Etonnants voyageurs : de Mopti à Bamako
Pour la huitième fois, le festival littéraire se tenait au Mali. Une édition ouverte à la poésie, au slam, au rap et au cinéma.
Cheikh Hamidou Kane, Emmanuel Dongala, Alain Mabanckou, Léonora Miano, Florent Couao-Zotti et bien d’autres : ils sont tous là, au Mali, pour parler littérature. Pour la huitième fois, le festival Étonnants Voyageurs a jeté l’ancre sur les terres d’Amadou Hampâté Bâ, bien loin de la mer et de la côte bretonne où il a vu le jour. Après les Rencontres africaines de la photographie, après la biennale Danse l’Afrique danse !, ce sont les écrivains qui débarquent : à croire qu’en matière de culture il n’y en a que pour Bamako. Mais non. Le festival, qui s’étalait du 22 au 28 novembre, ne se contente pas d’animer le Palais de la culture et le Centre culturel français de la capitale. Désireux de faire partager leur goût des mots et leur passion des phrases, certains auteurs sont allés à la rencontre des plus jeunes, à Kayes, Kita, Koulikoro, Ségou, Sikasso, Mopti et Kouakourou. Ainsi Léonora Miano s’est-elle rendue à Koulikoro, tandis que l’auteur de polars gabonais Janis Otsiemi rejoignait Sikasso. L’organisation a bien connu quelques ratés – livres des auteurs indisponibles, établissements prévenus tardivement –, mais, dans l’ensemble, l’assistance était au rendez-vous et les échanges ont révélé une sincère soif d’apprendre.
Promotion de l’écrit
Arrivé à Ségou au volant de sa vieille Mercedes, le fusil bien calé contre la portière, le docteur ès lettres Fodé Moussa Sidibé s’est attiré des dizaines de questions sur la confrérie des maîtres chasseurs donso. Il faut dire que ce défenseur de la culture malienne, auteur en 2010 de La Révolte de Zangué, l’ancien combattant, sait passionner ses auditeurs avec des explications étymologiques, des anecdotes ou des références au quotidien. Répondant au poème déclamé par un jeune lycéen (« Ô auteur, j’ai de quoi me réjouir / Car j’ai auprès de moi un guide, un porte-parole, un prophète de la nation »), il se fait le promoteur de l’écrit : « Le livre n’est pas de notre tradition. Mais nous devons nous-mêmes l’introduire dans notre manière de transmettre le savoir. Après tout, à l’origine, l’islam ne faisait pas partie de nos traditions. C’est à nous de transformer certaines valeurs pour qu’elles nous soient favorables. »
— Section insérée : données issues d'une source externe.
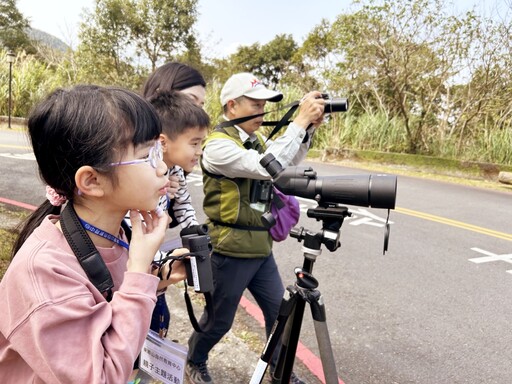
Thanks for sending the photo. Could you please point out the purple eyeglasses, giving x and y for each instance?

En expliquant, ensuite, que plus de 60 % des chansons d’Oumou Sangaré viennent aujourd’hui du répertoire de Toumani Koné, c’est-à-dire directement de la tradition des chasseurs, il lie le passé au présent et répond à un autre vers du jeune lycéen : « Ô auteur, grâce à toi, nous, les générations d’aujourd’hui / Connaissons notre passé, notre histoire. » Aziz Siten’k, l’un des cinq membres de l’Association des slameurs du Mali (Aslama), profite du raccourci temporel pour présenter aux lycéens cette « poésie urbaine déclamée » popularisée en France par Grand Corps Malade et exportée au Mali par Rouda. Et pour quelques minutes, la littérature devient spectacle.
Oxmo Puccino et Rouda
C’est sans doute là l’une des forces d’Étonnants Voyageurs au Mali : ne pas se limiter à la sphère du roman et de l’essai. Le festival s’ouvre sur le cinéma, la poésie, le slam, le rap – Oxmo Puccino et Rouda animent des ateliers d’écriture – et n’hésite pas à aborder des questions plus larges, comme les difficultés de l’édition au Mali ou l’avenir de la francophonie. Les lycéens qui viennent écouter les auteurs, à Ségou, Bamako ou Kayes, ont bien compris qu’au-delà des stricts enjeux culturels la politique pointait son nez. Certains profitent d’ailleurs de l’occasion pour dire leur malaise quant à l’avenir du système éducatif ou poser des questions sur certaines défaillances de l’administration. Hors sujet ? Peut-être, mais pas totalement.